O mundo é bão, Sebastião
Simplesmente não entendo porque as pessoas procuram tanto chifre em cabeça de cavalos quando o assunto é explicar a origem e a razão da vida, a relação entre religião e ciência…
As teorias científicas mais aceitas consideram uma determinante que chamam de “princípio antrópico”. Segundo esta teoria, na explosão primordial houve a criação de dois componentes básicos: matéria e antimatéria. Acontece que esses componentes ao se criarem e entrarem em interação, consomem-se mutuamente. O mundo só não morreu no ninho porque se produziram mais elementos de matéria do que de antimatéria. Somos filhos de uma pequena assimetria. Assim, sobrou material para que fossem criados átomos primordiais de Hidrogênio, que se aglomeraram e formaram estrelas, que são bombas de fusão nuclear. Com Hidrogênio, as estrelas fizeram (e fazem) Hélio, depois outros elementos mais pesados, inclusive o Carbono que compõe você e eu. E como os cientistas sabem disso? Simples. A única receita possível para que estivéssemos aqui é essa, e como estamos aqui, só pode ter acontecido bem assim. É o princípio antrópico: se eu estou aqui pra olhar pro céu, pra filosofar sobre a vida, pra matar em nome de deuses, pra emporcalhar o planeta, pra sonhar com a Angelina Jolie; é porque as coisas aconteceram de forma a permitir que eu aqui esteja. E se dá pra conhecer o passado a partir da análise das variantes necessárias pra criar a vida humana, é possível aplicar a mesma lógica para prever o que irá acontecer.

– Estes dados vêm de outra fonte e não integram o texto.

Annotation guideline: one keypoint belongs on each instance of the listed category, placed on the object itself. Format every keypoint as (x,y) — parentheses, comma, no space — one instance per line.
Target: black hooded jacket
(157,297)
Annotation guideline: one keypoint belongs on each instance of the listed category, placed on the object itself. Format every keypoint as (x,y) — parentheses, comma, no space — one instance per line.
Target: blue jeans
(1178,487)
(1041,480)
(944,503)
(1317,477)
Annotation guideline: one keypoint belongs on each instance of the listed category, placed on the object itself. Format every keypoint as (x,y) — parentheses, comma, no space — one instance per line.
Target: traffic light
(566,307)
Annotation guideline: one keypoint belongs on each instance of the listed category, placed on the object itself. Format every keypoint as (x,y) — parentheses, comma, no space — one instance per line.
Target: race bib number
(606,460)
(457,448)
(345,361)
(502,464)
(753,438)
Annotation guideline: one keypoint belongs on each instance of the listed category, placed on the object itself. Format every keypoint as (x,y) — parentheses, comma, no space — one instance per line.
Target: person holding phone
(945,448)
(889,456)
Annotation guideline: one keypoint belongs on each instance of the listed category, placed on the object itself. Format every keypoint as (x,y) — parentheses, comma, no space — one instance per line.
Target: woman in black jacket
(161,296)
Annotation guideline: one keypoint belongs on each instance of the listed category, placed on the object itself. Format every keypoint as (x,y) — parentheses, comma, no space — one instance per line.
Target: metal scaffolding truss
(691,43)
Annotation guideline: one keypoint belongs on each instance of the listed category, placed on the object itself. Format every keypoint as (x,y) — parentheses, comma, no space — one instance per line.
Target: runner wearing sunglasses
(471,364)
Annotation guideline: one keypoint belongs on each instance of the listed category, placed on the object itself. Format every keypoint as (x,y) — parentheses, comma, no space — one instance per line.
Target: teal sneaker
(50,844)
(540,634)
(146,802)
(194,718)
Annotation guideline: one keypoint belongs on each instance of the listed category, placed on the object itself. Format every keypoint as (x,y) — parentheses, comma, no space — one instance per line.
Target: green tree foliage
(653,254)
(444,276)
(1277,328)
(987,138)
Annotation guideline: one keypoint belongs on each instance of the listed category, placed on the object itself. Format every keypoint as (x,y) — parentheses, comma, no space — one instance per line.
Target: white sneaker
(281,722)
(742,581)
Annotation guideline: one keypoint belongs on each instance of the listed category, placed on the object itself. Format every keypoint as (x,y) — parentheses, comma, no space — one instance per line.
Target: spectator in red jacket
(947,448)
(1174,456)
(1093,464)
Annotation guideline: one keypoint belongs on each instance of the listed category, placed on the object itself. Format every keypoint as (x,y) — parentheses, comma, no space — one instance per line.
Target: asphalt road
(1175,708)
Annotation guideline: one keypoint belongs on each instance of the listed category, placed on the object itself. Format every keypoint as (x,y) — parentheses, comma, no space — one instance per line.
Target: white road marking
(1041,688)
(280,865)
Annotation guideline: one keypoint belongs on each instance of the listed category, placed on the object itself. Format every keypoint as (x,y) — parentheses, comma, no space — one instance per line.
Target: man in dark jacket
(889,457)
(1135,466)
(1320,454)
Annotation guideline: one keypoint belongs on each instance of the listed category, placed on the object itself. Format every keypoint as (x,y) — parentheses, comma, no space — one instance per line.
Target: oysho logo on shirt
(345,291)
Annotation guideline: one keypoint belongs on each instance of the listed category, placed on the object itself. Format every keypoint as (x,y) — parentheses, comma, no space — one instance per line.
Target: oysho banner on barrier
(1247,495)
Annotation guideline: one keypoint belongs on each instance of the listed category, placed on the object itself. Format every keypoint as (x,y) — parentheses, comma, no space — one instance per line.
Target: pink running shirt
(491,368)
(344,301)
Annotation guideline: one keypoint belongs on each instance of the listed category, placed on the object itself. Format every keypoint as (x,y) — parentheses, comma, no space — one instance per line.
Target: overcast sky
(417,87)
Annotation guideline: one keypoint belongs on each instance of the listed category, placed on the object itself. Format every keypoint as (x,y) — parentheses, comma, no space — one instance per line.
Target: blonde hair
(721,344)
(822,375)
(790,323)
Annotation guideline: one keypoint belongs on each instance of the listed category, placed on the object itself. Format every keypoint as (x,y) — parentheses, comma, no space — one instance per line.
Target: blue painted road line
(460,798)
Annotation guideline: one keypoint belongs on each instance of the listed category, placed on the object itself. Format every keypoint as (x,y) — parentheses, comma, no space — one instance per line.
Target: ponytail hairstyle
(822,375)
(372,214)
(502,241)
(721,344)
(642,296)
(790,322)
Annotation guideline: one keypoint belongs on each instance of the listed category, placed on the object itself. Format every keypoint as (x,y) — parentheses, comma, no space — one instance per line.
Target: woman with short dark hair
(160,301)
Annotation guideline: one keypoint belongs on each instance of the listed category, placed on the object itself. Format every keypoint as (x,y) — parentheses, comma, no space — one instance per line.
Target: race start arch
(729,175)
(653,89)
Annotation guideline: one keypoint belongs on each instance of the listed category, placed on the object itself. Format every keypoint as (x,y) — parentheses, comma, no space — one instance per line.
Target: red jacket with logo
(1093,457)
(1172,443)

É claro que isso é complicado e não tem qualquer relação com as bobagens a que se chama de horóscopo, por exemplo. Mas, de certa forma, nosso destino está marcado, determinado por leis básicas, imutáveis, sobre as quais não temos domínio.
Muito estranho de se afirmar, mas, de certa forma, a ciência diz, lá do seu jeito, que “tudo está na mão do criador”.
São muitas as congruências: faça-se a luz, dizem de diversas formas, as diversas religiões (E como são iguais em sua essência). Foi uma explosão, dizem os cientistas. Tudo foi criado para que fosse adequado ao ser humano, afirmam os diversos ramos teístas. Princípio Antrópico, dizem os acadêmicos. Faça-se do nada, tudo; pregam os religiosos. Matéria a partir da energia de fundo a partir de flutuações do vácuo, ensinam os teóricos.
Mas há uma inconsistência básica. O tipo de deus. A maioria das religiões teoriza sobre um deus teísta, individualizado, humanizado, envolvido com conchavos aqui e ali e capaz de mudar tudo, subverter todas as regras básicas do universo para beneficiar um escolhido, sempre em detrimento dos demais. A isso chamam de milagre.
O deus de que a ciência fala (sem saber e sem admitir) é deísta, impessoal, distante. É o deus do universo, não o deus dos humanos. O deus da ciência é o universo e suas leis irreversíveis.
É em nome da fé, da necessidade de se ter ética, moral, solidariedade que se justifica o teísmo. É em nome do sentir-se especial, do ser objeto de uma mudança em todo o universo, com todas as conseqüências possíveis, para que um milagre se estabeleça que a chama divina permanece acesa.
Mas a vida por si só é um milagre. Poder contemplar as estrelas e pensar sobre elas, discorrer sobre tudo, mesmo sabendo nada, espantar-se com a lua cheia, com a grandiosidade do mar. Apaixonar-se, eternizar-se em filhos, poder existir… Isso já basta. É incrível que o homem ainda precise de regras ditadas por entidades teorizadas para ser (ou fingir ser) justo, honesto, ético.
A vida se paga e se justifica. O mundo é bão, Sebastião.